The allegations upon which the plaintiff bases his motion for class certification concerns the use of squadrols to transport arrestees. General Order 78-1, V of the City of Chicago, the plaintiff contends, requires that all arrestees be transported by police squadrol to various detention centers.3 The plaintiff seeks to certify as a class all persons who have been, are now being, or will be arrested by police officers of the City of Chicago and transported in squadrols maintained by the City of Chicago that are subjected to the following conditions and practices:

a) arrestees are placed in squadrols with their hands handcuffed behind them;
b) arrestees are placed in squadrols which have no devices, including seat belts, which will prevent arrestees from falling or allow arrestees to restrain themselves from being subjected to otherwise injurious movement;
c) arrestees are placed in squadrols, the interiors of which are made entirely of metal and do not have protective padding;
d) arrestees are placed in squadrols in which there is insufficient light to allow [947]*947police driving the squadrol to ascertain the condition of the arrestee being transported;
e) arrestees are placed in squadrols which do not allow sufficient observation of arrestees by police;
f) police personnel are not required to ride in the same compartment as arrestees so as to insure their safety.

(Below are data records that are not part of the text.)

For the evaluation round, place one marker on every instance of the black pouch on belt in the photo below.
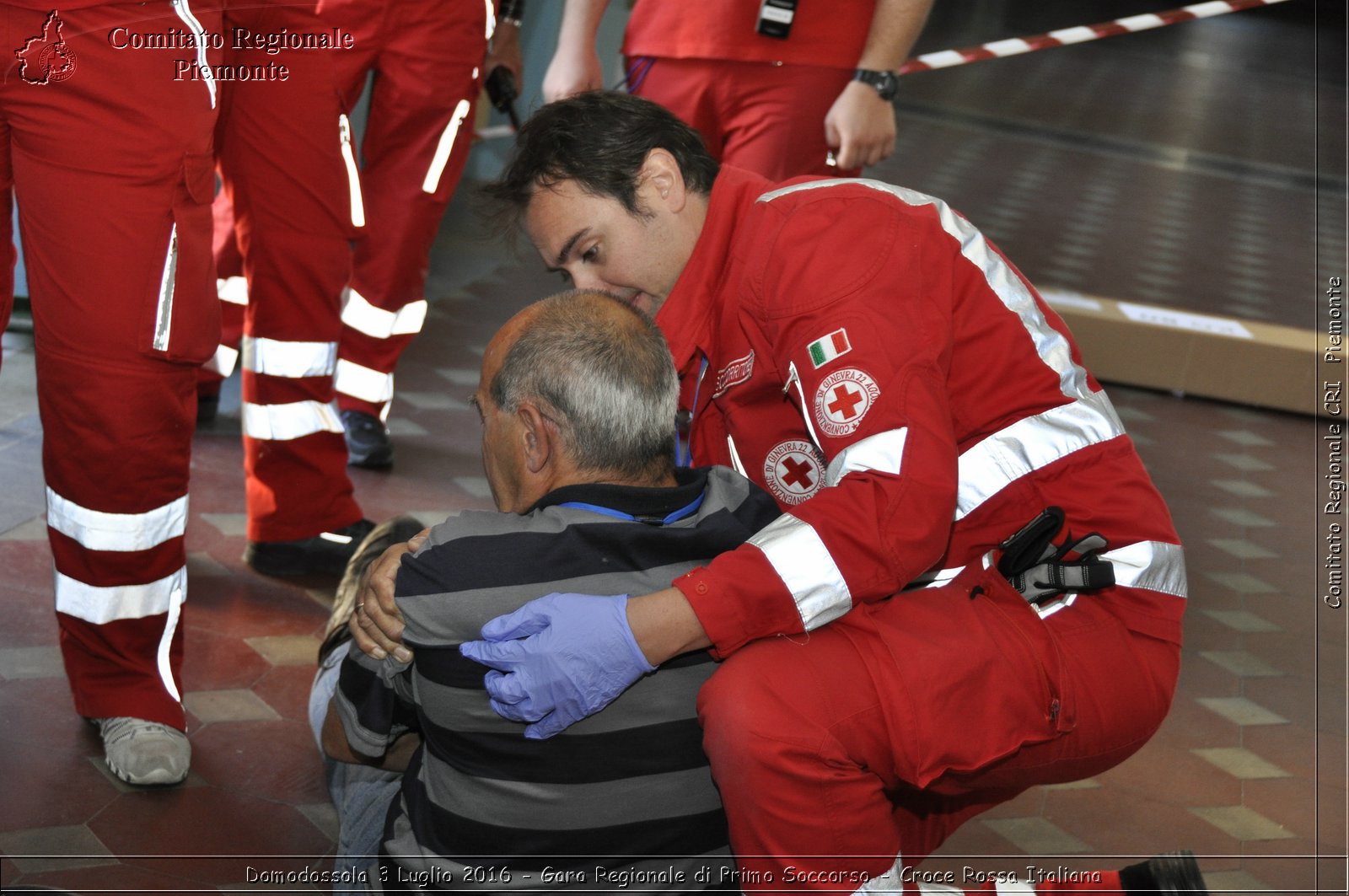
(1042, 570)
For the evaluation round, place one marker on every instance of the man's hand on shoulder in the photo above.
(377, 626)
(557, 660)
(860, 126)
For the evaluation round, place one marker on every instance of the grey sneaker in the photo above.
(142, 752)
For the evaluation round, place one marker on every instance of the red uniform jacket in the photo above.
(868, 357)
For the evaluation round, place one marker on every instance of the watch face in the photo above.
(885, 83)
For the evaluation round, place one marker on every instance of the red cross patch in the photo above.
(842, 400)
(793, 471)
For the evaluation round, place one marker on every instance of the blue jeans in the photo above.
(361, 794)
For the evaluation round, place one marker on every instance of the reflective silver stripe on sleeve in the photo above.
(378, 323)
(806, 567)
(282, 422)
(184, 10)
(101, 530)
(1029, 444)
(164, 308)
(363, 382)
(1050, 345)
(881, 453)
(1155, 566)
(292, 361)
(233, 289)
(795, 379)
(447, 145)
(735, 456)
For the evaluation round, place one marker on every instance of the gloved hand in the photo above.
(557, 660)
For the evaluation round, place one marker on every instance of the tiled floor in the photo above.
(1185, 199)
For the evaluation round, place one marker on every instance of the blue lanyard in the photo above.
(685, 458)
(618, 514)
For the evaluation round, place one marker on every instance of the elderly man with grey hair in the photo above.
(578, 400)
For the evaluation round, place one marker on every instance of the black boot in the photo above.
(325, 554)
(1170, 873)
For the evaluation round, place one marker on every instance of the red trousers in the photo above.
(281, 158)
(853, 752)
(755, 115)
(108, 157)
(427, 57)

Specifically, the plaintiff claims that the described practices and procedures violate an arrestee’s Fourth Amendment right to be free from unreasonable seizure of the person and an arrestee’s Ninth and Fourteenth Amendment right to be free from intrusions to his person and to be free from summary punishment. As class relief, the plaintiff seeks (1) a declaration that the complained of practices and conditions are unconstitutional; and (2) an injunction against future utilization of the squadrols and practices currently maintained by the City of Chicago. Individually, the plaintiff seeks identical declaratory and injunctive relief as well as monetary damages.

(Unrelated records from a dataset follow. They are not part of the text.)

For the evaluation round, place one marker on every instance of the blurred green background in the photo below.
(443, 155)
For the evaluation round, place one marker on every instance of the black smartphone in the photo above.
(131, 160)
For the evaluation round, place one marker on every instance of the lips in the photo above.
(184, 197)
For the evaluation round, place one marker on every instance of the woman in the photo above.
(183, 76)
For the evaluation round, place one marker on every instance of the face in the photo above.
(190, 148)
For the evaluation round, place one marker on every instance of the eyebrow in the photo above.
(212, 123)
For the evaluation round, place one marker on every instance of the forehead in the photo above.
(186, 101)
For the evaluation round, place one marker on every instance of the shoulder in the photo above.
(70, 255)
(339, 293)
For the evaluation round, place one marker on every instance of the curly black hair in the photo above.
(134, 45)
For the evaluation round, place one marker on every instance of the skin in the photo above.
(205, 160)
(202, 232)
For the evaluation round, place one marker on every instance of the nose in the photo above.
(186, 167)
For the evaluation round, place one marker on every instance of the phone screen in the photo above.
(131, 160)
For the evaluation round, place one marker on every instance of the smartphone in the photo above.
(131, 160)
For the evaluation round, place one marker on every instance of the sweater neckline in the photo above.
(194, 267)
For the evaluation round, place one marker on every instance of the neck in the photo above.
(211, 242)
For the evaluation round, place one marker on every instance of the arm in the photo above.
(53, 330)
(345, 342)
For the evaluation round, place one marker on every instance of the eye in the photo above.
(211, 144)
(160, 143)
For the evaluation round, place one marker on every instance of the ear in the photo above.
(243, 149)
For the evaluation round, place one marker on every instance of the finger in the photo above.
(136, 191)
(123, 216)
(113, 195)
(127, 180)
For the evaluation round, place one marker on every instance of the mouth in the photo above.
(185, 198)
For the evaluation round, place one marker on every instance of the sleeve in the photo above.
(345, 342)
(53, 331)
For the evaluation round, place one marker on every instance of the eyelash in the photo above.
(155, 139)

The defendants’ move to dismiss the plaintiff’s claims and request for class certification contending that neither the plaintiff nor the putative class have standing to invoke the jurisdiction of the federal courts. Additionally, the defendants present a series of arguments in opposition to the plaintiff’s motion for class certification. Before addressing the plaintiff’s motion for class certification, this Court will first consider the defendants’ motion to dismiss for lack of standing.

II. DISCUSSION

A. The Standing Issue

As a threshold matter, any party bringing suit as a class representative must allege an actual case or controversy to establish standing in federal court. O’Shea v. Littleton, 414 U.S. 488, 493, 94 S.Ct. 669, 674, 38 L.Ed.2d 674 (1974). To satisfy the requirement imposed by Article III of the United States Constitution, the plaintiff must show that he personally has suffered some actual or threatened injury as a result of the defendants’ alleged illegal conduct. Gladstone Realtors v. Village of Bellwood, 441 U.S. 91, 99, 99 S.Ct. 1601, 1607, 60 L.Ed.2d 66 (1979). Past exposure to illegal conduct does not alone demonstrate an actual case or controversy. O’Shea, 414 U.S. at 495-96, 94 S.Ct. at 675-76. Rather, a plaintiff must show that he is confronted with a real and immediate threat of some direct injury as a result of the challenged conduct. City of Los Angeles v. Lyons, 461 U.S. 95, 103 S.Ct. 1660, 1665, 75 L.Ed.2d 675 (1983).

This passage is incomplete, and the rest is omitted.